私はご存知のように魔界と人間界を渡り歩く貿易商人を生業にしております。
魔界ではタバコのように、人間の欲望エネルギーが嗜好品としてよく売れます。だから、私は人間界で魔界の力を駆使して人間の欲望エネルギーを集め、それを魔界にて交易しています。

この街は人間のインモラルな淫欲が渦巻いていますので、時としてとても質の高いエネルギーが得られます。私はそのエネルギーを小さなカプセルに詰めて、魔界で売り歩くんですよ。これが驚くほどの人気で売れるのですね。
いつもは私の店にその淫欲を提供してくださる方をお招きするのですが…どうやらちょっとトラブルを起こしかけている人がいるようですので、ちょっとこちらから足を運んでみますかね…。

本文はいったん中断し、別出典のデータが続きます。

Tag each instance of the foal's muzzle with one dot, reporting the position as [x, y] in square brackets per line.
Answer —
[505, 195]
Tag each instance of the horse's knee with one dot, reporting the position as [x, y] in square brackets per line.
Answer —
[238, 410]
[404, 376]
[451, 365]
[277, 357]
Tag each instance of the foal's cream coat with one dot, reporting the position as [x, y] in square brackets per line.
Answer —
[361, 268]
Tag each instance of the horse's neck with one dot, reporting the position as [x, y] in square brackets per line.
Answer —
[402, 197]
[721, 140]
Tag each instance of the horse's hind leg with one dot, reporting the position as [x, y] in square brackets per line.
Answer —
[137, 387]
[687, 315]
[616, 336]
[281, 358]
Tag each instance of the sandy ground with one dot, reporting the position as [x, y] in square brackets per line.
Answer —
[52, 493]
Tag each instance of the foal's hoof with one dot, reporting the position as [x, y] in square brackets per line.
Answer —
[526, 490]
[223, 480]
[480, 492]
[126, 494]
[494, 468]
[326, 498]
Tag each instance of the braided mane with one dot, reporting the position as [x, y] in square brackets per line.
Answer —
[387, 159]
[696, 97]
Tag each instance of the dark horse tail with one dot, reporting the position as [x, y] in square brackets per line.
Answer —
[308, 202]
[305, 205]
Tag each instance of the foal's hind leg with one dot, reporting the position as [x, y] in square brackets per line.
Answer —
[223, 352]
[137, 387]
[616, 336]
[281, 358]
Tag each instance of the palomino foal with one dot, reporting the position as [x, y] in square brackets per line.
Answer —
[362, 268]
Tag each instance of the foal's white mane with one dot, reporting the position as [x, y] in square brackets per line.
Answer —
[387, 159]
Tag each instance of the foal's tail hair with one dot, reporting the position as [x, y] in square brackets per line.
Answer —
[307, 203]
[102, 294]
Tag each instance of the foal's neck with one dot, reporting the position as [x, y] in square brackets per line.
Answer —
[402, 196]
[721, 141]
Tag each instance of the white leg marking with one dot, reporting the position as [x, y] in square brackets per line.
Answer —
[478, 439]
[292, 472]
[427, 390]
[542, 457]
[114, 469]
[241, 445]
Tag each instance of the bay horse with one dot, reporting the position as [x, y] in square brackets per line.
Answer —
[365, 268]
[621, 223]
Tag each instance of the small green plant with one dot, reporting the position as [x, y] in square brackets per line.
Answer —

その喫茶店は、駅前の繁華街から少し離れたところにポツンと店を開いていた。
かといって、寂れた閑散とした雰囲気ではなく、けっこう繁盛しているのだ。それもほとんどが若くセンスのよい女性の上客ばかりである。
その訳は、この店のマスターにあった。
この店のマスターである板垣聡史は、元々空間デザインの草分け的な存在として時折雑誌にも顔を見せていた人物で、その自分の技術を用いた趣味の一つとして喫茶店を始めたのだ。
その空間芸術のセンスに惹かれて、口コミで多くの女性客が集まる場所にまでなっていた。
今では聡史も喫茶店事業が面白くなっているようで、デザイナー業そっちのけで喫茶店にいりびたっている。

それにはもう一つの理由があった。
どんな社会的成功者でも人間的に弱い部分はあるもので、実は聡史は大の盗撮マニアでもあったのだ。故に自分の喫茶店のトイレにカメラを仕掛け、日毎女性たちのプライバシーを覗き見ていた。
聡史自身も設計にも携わっていたので、そのあたりは抜かりなく、カメラの隠しスペースも用意しており万全の態勢であったのだが、悪事は暴かれるもので…。
遂にその時が訪れてしまった。

もう閉店間際の閑散とした店内で仕事帰りに立ち寄った女性客一人が最後の客であった。
二人いる女性従業員も先に上がらせ、聡史一人が集計仕事をしていた。
「こんな時間まですみません。ちょっとお手洗いお借りして帰りますね」
「いえいえ。どうぞどうぞ、もう私しかいませんので、ごゆっくりしてくださって結構ですよ」
そんな他愛もないやりとりを交わし、その女性客はトイレへと入っていき、それを見送る聡史はもう手馴れた悠然とした手つきで、遠隔操作のビデオカメラのスイッチをオンにした。
その顔には、いい獲物がかかった時のハンターのように妖しい笑顔を漂わせながら…。

しかし次の瞬間、その悠然さが一気に硬直した。
「キャーッ!」
トイレから先ほどの女性客の悲鳴が聞こえ、慌しく駆け出してきた。
「ちょっと!どういうことですか!何でトイレにカメラが仕掛けられてるんですか!説明してください!」
予想もしていなかった展開である。
絶対に見つからないであろう場所に隠していたのに…多分この女性客は用を足している最中に、あちこちいじりまわしていたのであろう。不自然なタイルのはめ込み方と、そのタイルだけ磨りガラスのように材質が違うことを見抜き、触ってみるとなんとタイルが外れ、中からカメラが出てきたのだ。そのカメラは電源が入ったままで、明らかに用を足していた女性の股間部分に焦点が合うように設置されており、タイルと思っていたものは、なんとマジックミラーになっていたのである。明らかに覗きの確信犯的証拠であろう。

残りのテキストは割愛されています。